Hi there - welcome to the forum. 
Kerikeri is in the Far North of New Zealand, about 3.5 hours drive out of Auckland. 
And it's just about as far away from Christchurch as you can get. So first thing to be aware of - to get there from Christchurch, you'll have to fly north (probably to Auckland although there are some flights that will go directly there). 
See Directions from Auckland Airport to Kaipara on Wises Maps

Kerikeri is in a beautiful part of the countryside (very close to the Bay of Islands), but the area is quite poor, and there is also a strong Maori culture in the area. So be prepared for some 'typical' New Zealand housing up there - in essence large garden sheds with no insulation! As the Far North is one of the warmest places in New Zealand (after all, it is the closest place in NZ to the equator) you may say this isn't an issue!
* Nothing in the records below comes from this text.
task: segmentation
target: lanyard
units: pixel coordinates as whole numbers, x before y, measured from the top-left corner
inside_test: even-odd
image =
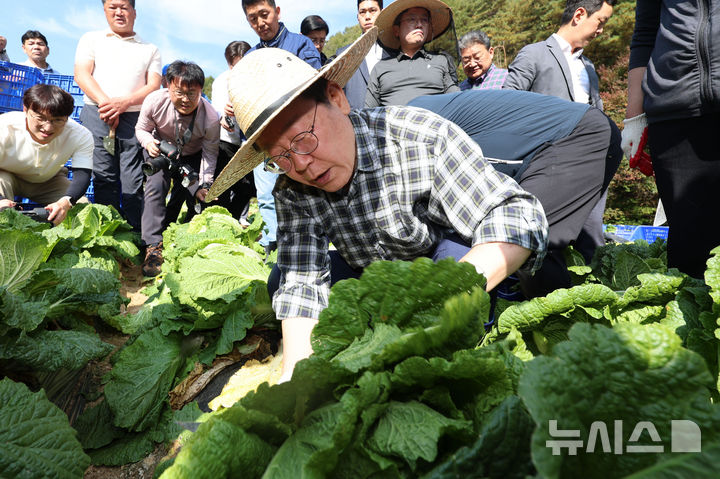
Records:
[[[192,131],[193,127],[195,126],[195,117],[197,116],[198,108],[200,108],[199,104],[197,108],[193,110],[192,118],[190,118],[190,124],[185,129],[185,132],[182,134],[182,136],[180,135],[180,118],[177,118],[175,121],[175,144],[178,147],[178,157],[182,156],[183,146],[189,143],[190,139],[192,138]],[[177,110],[175,110],[175,114],[177,115]]]

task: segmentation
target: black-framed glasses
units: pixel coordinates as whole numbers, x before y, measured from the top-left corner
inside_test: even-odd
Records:
[[[195,101],[200,96],[199,91],[182,91],[178,89],[173,89],[172,91],[176,97],[178,98],[186,98],[188,101]]]
[[[283,151],[279,155],[265,158],[265,171],[271,173],[282,174],[287,173],[293,167],[290,153],[298,155],[309,155],[318,147],[318,137],[315,136],[315,117],[317,116],[317,102],[315,102],[315,112],[313,113],[312,125],[307,131],[298,133],[290,141],[290,148]]]

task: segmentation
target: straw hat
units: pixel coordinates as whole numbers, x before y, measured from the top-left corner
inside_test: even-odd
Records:
[[[448,29],[452,22],[452,10],[440,0],[395,0],[383,8],[380,15],[375,19],[375,26],[378,27],[378,38],[383,45],[389,48],[400,48],[400,39],[393,33],[393,23],[395,23],[398,15],[408,8],[414,7],[424,8],[430,12],[433,38],[445,33],[445,30]]]
[[[247,141],[215,179],[208,200],[230,188],[265,159],[255,149],[255,141],[285,107],[320,78],[344,86],[376,39],[377,28],[371,28],[320,70],[279,48],[260,48],[245,55],[230,71],[228,93],[235,119]]]

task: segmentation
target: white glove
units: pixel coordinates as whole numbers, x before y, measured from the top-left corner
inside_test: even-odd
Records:
[[[632,118],[623,120],[622,142],[620,148],[628,160],[634,157],[640,145],[640,137],[647,128],[647,117],[641,113]]]

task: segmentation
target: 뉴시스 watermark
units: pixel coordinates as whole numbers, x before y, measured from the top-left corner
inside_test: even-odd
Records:
[[[567,449],[570,456],[576,456],[582,450],[583,441],[579,429],[558,429],[557,420],[548,422],[550,437],[553,440],[545,441],[545,446],[552,448],[553,456],[562,454]],[[670,452],[701,452],[702,434],[700,427],[689,420],[672,420],[670,422]],[[646,434],[643,434],[646,432]],[[641,438],[649,436],[651,445],[637,444]],[[556,439],[562,438],[562,439]],[[630,444],[633,443],[633,444]],[[625,446],[625,447],[623,447]],[[595,421],[590,425],[588,432],[586,453],[593,453],[596,449],[603,453],[633,454],[633,453],[663,453],[666,444],[663,444],[655,425],[650,421],[640,421],[635,424],[627,445],[623,445],[623,422],[613,421],[613,442],[611,445],[608,427],[603,421]]]

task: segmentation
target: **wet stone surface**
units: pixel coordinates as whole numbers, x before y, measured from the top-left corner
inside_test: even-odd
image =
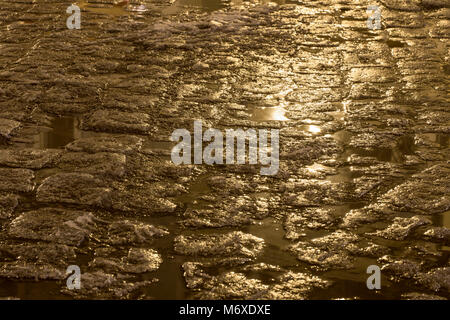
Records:
[[[13,238],[80,245],[94,227],[91,213],[46,208],[20,214],[8,233]]]
[[[0,0],[0,297],[450,298],[448,1],[198,3]],[[194,120],[278,173],[174,165]]]
[[[111,207],[111,189],[104,180],[91,174],[58,173],[42,182],[36,200]]]

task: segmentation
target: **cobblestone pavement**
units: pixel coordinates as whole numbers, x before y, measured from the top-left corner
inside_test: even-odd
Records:
[[[450,297],[448,1],[90,2],[0,0],[0,296]],[[278,174],[175,166],[194,119]]]

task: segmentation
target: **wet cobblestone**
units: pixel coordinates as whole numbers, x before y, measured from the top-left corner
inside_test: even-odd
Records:
[[[449,298],[448,1],[208,3],[0,0],[0,297]],[[175,166],[194,120],[278,174]]]

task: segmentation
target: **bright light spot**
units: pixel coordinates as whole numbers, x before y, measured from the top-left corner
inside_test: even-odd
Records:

Assuming a 40 hour week, your husband's yearly salary would be about $55k. That isn't huge - but looking at Jobs on SEEK - New Zealand's no.1 Employment, Career and Recruitment site that does seem to be the going rate. 
There may be more work in other areas of the country - but sometimes the bird in the hand is better in the short term. Is there any time limit on the job? You can always look elsewhere once you've been here a while. We had friends who found a job in Gisborne (another lovely area of the country but similarly miles away from anywhere else, and with a similar local culture). They lived there a year, loved it, but as a short term option, and have recently moved to Auckland simply because of the job options.

You may find that work for you is seasonal - it's a tourist area up there. Or that you end up with a number of short hour jobs. Unemployment in the Far North is high, but if you're flexible you're more likely to find something.

I would say that generally there will be a larger choice of jobs for both of you in Christchurch at the moment - especially with the rebuild - but it's unlikely that most would initially offer much higher than the figure you've said above. You can but come over and give it a go. And rent in Kerikeri will be less than in Christchurch. From $250 per week for a 2 bedroomed place up to $450 for a 4 bedroomed. (I'd still be looking for rental properties that have been well insulated, even in the Far North!).
See Kerikeri Homes for Rent with 2 to 4 bedrooms - Realestate.co.nz
And I'd definitely rent initially, even if you can afford to buy.

To find out more about NZ tax, go to Individual income tax - there's a tax calculator there so you can plug in the figures and see what's left.


----------